You could try Pro Dogs Direct Dogs - Pro Dogs Direct I am a fosterer for them and they are wonderful. They only use kennels in certain situations ie dog aggressive dog and no fosterer spare without a resident dog so all the others are put into foster homes like mine to be treated like one of the family until a forever home is found. If you would like to know more id be happy to call or email you. If it's not for you I wish you the best of luck In finding a good home x


----------



## JustJenny

Sled dog hotel said:


> The best and safest solution would be to contact breed welfare and rescue.
> The operate throughout the UK although you need to speak to the senior co-ordinator first, who will explain the procedure and you can talk to them in confidence.
> 
> Breed welfare workers help and run the service on a voluntary basis, they have know and love the breed so are genuine. Most usually have an adoption process and carry out home checks and match the right dog to the right owners and also continue to give back up should the dog or noew owner need it. See link for contact details.
> Cavalier King Charles Spaniel - Rescue and Welfare UK


Thank you for your post, i have previously been in touch with the breed rescue in the link you provided but also decided to see if I could find max a loving home myself xx


----------



## JustJenny

cavmad said:


> I have just been alerted to this thread and if you are still looking to rehome him i am sure that Lizzies Barn can help He would be fostered here with me as all cavs are and i expect would actually end up staying here as i lost my youn cav Pip on Xmas day. If we are to far away please get rescue back up for finding him a home alot will rehome him from your home so he wouldnt have to go into kennels if thats what you want and he would go through the same home checks etc and the new owners would have to sign there contract


Could you let me know where lizzies barn is located?
We live in Essex xx


----------



## Netpon

Have you been in touch with his breeder? If they can't help they may be able to point you in the right direction


----------



## JustJenny

xkimxo said:


> You could try Pro Dogs Direct Dogs - Pro Dogs Direct I am a fosterer for them and they are wonderful. They only use kennels in certain situations ie dog aggressive dog and no fosterer spare without a resident dog so all the others are put into foster homes like mine to be treated like one of the family until a forever home is found. If you would like to know more id be happy to call or email you. If it's not for you I wish you the best of luck In finding a good home x


Thank you for your reply. 
Please could you let me know your email address so I can get in touch with you to find out more...
Jenny xx


----------



## xkimxo

JustJenny said:


> Thank you for your reply.
> Please could you let me know your email address so I can get in touch with you to find out more...
> Jenny xx


My email is [email protected] I'd be more than happy to tell you all about pro dogs xx


----------



## jubra

Hi there,
If you would like to contact me directly here's my email [email protected]
I cant imagine how hard this must be to you......however if Max was the right dog for us and vise versa i can guarantee he would have a lovely home with us (i can give u a reference from the vet i work with?) i would aslo be happy to stay in touch if you so wished?
Look forward to hearing from you.


----------



## cavmad

Sorry only just noticed your question . Unfortunately Lizzies Barn is in Wales end of the M4 but if you want a weekend holiday there are lovely beaches etc only 5 miles from me.
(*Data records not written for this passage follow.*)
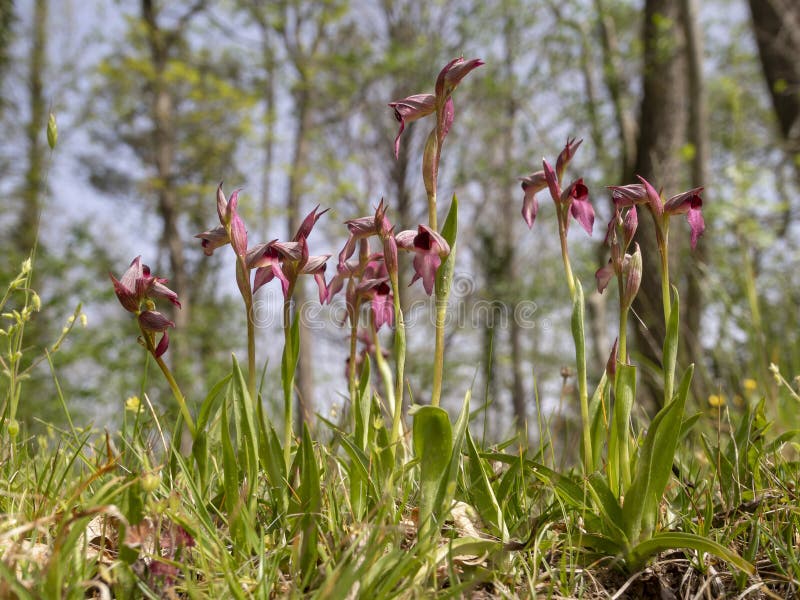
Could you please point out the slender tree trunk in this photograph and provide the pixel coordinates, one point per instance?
(697, 135)
(777, 28)
(163, 114)
(33, 192)
(662, 127)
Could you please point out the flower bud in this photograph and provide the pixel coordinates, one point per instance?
(632, 274)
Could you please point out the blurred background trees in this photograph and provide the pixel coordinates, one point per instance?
(158, 102)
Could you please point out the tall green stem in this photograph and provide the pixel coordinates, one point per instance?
(247, 295)
(288, 386)
(400, 359)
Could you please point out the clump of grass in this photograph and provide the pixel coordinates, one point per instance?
(258, 509)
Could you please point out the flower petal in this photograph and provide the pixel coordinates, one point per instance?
(410, 109)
I would still love to foster him and he might well stay as i have a little spot because i lost my Pip who i miss so much still


----------



## JustJenny

Just bumping this thread xx


----------



## Pink Poppy

Hi Jenny, I realise this thread has had quite a few replies and wonder if Max is still available? If he is, do you have any photos of him? We live near Saffron Walden in Essex, is that far from you?

Many thanks, Pink Poppy x


----------



## JustJenny

Hi pink poppy
Max is still available, please could you let me know your email address and I will be happy to send you some pictures of Max. We live in Basildon in Essex 
Xx


----------



## Pink Poppy

Hi Jenny, my e-mail address is [email protected]

Many thanks,

Poppy


----------



## lesley21071960

hi have you got the dog still my number is 07933572724


----------



## lesley21071960

have you still got max


----------



## mikebpool

i would love to have max i lost my king charles five weeks ago through old age i loved him so much. i would love to give max a good loving home
mike


----------



## Emmah21

Hi jenny, 
Is max still available? If so please could you email me. My email address is [email protected]. Thank you xx


----------



## Nsale

Hi 
Is Max still available - we are based in Hornchurch and we have a male five year old cavalier already and would love to have a companion for him


----------



## JustJenny

Just a quick update....

Max has now been neutered, we thought this would be a good idea before he left us.
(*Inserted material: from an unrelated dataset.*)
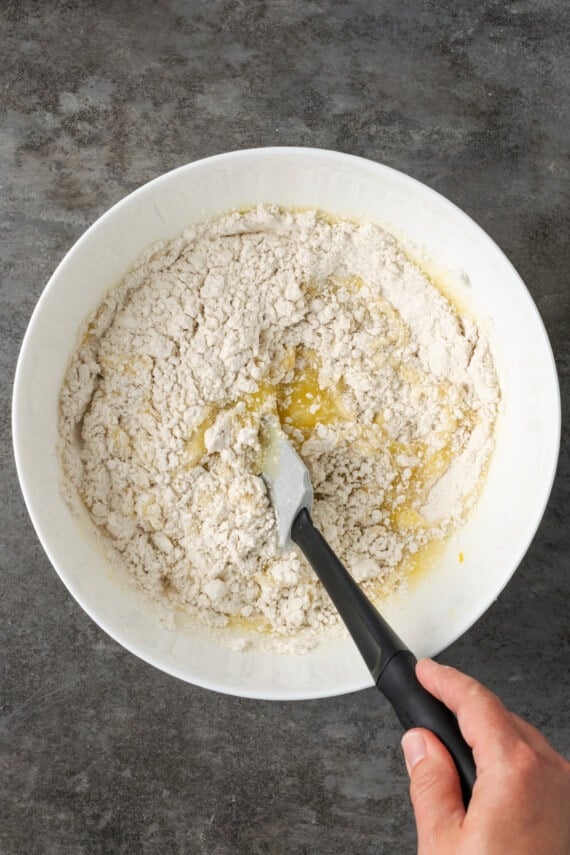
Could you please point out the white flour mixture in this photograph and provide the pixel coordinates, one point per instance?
(389, 395)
He is still available, please please get in touch if you can offer Max a forever loving home xx


----------



## rose

There were a lot of people interested in him. Did none of them work out?
I have cavaliers but have always had bitches, although with cavs I understand theres not much difference!


----------



## JustJenny

I have been delayed in finding the right home for Max as sadly my granddad became very ill with lung cancer and needed a lot of care, he recently passed away :-( 

I have also had max neutered so that his new owners don't have to worry about doing it.
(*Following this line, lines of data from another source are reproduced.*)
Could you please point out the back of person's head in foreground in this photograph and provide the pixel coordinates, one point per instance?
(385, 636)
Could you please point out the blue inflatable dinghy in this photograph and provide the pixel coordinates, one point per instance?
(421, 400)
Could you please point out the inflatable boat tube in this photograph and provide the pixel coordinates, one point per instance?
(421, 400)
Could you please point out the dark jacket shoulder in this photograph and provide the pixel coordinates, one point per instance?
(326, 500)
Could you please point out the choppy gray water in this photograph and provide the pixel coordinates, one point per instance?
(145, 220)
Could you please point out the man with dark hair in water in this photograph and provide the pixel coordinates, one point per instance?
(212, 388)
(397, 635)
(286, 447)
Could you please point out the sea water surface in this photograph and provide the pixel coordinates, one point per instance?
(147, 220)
Max is up to date with his injections, flea treatments and worming treatments. 
He is micro chipped as well.

Xx


----------



## newfiesmum

JustJenny said:


> Just a quick update....
> 
> Max has now been neutered, we thought this would be a good idea before he left us.
> 
> He is still available, please please get in touch if you can offer Max a forever loving home xx


Could Cavalier Rescue not help, as was suggested by many posters? It is obviously the best way to go. I am also surprised that if your husband is so severely allergic to him, you still have him after a further three months. How is he coping with this terrible allergy?


----------



## llornaal

Hey I don't know if you have rehomed Max but I can offer the best home possible for him! I have had Cavaliers for years since I was a little girl. We have a large country house with lots of land and great walks he would be loved adored and spoilt (in a good way!). We have another gentle large dog who loves other dogs.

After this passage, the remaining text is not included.